We're Gaga About This Rare, U.S.-Spec 1991 Ferrari F40
The twin-turbocharged V-8 Ferrari supercar is one of a few hundred originally shipped to the U.S. market.
The Ferrari F40 is an incredible vehicle; a refugee from an alternate universe in which Ferrari entered Group B rallying with a fury. Descended from the 288 GTO, it was also one of Enzo Ferrari's pet projects in his twilight years—one of the final incarnations of his legacy. For the rest of us, it was one of the perfect poster vehicles, offering fascinating and otherworldly shapes and angles from every viewpoint—the perfect thing to lay in bed and contemplate.
Details such as the wing and its little gills, the pop-up headlights over the glassed-in elements, the NACA ducts in the hood, and the all-business mesh panel housing the absurdly simple taillights simply made car enthusiasts go gaga. Hell, the "F40" logo itself does the trick for some. It's all outrageous, more an air superiority fighter sans wings than a beautiful Pininfarina road car. And unlike modern supercars, the F40's simple curves and sharp edges can be taken in at a glance—it has one strong form, purposeful and clear.

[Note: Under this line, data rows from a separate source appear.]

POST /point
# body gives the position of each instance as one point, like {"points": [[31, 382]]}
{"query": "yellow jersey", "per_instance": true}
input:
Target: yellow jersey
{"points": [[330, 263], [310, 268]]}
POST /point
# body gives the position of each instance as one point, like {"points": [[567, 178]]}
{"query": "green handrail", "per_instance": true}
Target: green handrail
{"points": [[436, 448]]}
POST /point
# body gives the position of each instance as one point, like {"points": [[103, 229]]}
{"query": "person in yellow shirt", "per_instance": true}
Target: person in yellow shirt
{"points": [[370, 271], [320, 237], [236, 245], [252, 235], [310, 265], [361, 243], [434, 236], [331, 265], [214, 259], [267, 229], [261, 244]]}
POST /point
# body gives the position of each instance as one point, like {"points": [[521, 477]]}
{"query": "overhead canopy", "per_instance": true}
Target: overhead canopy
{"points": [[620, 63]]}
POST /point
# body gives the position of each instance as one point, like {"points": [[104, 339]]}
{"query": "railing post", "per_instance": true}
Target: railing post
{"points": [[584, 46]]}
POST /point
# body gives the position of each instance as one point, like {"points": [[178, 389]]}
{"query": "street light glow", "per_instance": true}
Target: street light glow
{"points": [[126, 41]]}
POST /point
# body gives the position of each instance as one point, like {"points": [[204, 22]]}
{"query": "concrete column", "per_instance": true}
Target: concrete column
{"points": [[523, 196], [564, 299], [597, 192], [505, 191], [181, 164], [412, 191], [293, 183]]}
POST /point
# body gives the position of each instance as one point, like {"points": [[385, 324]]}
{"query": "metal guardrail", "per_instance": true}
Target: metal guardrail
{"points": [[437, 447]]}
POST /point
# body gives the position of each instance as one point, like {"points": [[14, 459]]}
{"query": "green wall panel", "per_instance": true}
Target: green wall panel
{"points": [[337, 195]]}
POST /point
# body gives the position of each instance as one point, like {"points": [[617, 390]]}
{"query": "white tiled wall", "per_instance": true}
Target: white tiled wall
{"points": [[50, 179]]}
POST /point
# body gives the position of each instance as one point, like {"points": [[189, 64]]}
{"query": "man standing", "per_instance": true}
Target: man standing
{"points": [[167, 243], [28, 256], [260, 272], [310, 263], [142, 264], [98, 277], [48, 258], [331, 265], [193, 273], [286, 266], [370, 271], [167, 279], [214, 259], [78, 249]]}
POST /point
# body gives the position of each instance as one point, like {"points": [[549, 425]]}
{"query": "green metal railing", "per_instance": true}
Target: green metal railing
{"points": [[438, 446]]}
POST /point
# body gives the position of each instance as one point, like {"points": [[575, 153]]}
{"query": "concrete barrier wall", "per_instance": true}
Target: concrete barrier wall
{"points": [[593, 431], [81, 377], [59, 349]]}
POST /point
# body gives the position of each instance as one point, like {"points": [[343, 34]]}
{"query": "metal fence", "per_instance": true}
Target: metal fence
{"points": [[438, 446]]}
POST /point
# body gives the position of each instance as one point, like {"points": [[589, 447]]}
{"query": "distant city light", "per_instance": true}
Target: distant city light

Peek inside, and it's a barrage of wonderful contradictions. Manual window cranks sit on a vast, bare carbon-fiber panel. A gated manual shifter and Veglia analog gauges face sport buckets woven from space-age material.
The engine seems like something you might find today in an entry-level Ferrari. Imagine a new Dino, rocking a mid-mounted twin-turbocharged 2.9-liter V-8 with 478 hp and 424 lb-ft of torque. You could read that line in 2020 and not bat an eyebrow. But this car debuted in 1987, and the F40 weighs just 3,000 pounds. These aren't really numbers that translate to modern eyes, because horsepower has become such a plentiful commodity—just look at the 488, the first mid-engined Ferrari since the F40 to use a twin-turbo V-8, albeit with very different output figures.
But whereas the 488, great as it is, is hard to distinguish from its 458 predecessor (at least to a casual observer), there's nothing quite like the F40. It's radically different from the 288 GTO that preceded it, and likewise from the F50 that replaced it. It celebrated 40 years of Ferrari and still captures the imagination more than 30 years later.
Ferrari actually made a lot of F40s, more than you'd think, so seeing one for auction isn't quite the same event as seeing a real 288 GTO hit the block. Those are far rarer. That doesn't mean that the F40 is affordable. General valuations put even shoddy examples at nearly a million bucks. But this one, being auctioned by RM Sotheby's, is one of just a couple hundred examples originally sent to the United States. And it has reasonable mileage, too, with 6,500 claimed turns of the odometer. In other words, it hasn't been sitting in a bubble its whole life. This thing's had some exercise and recent service.
Do your due diligence, and then if you've done (very) well for yourself, maybe you can take that poster off your wall and put an F40 in your garage.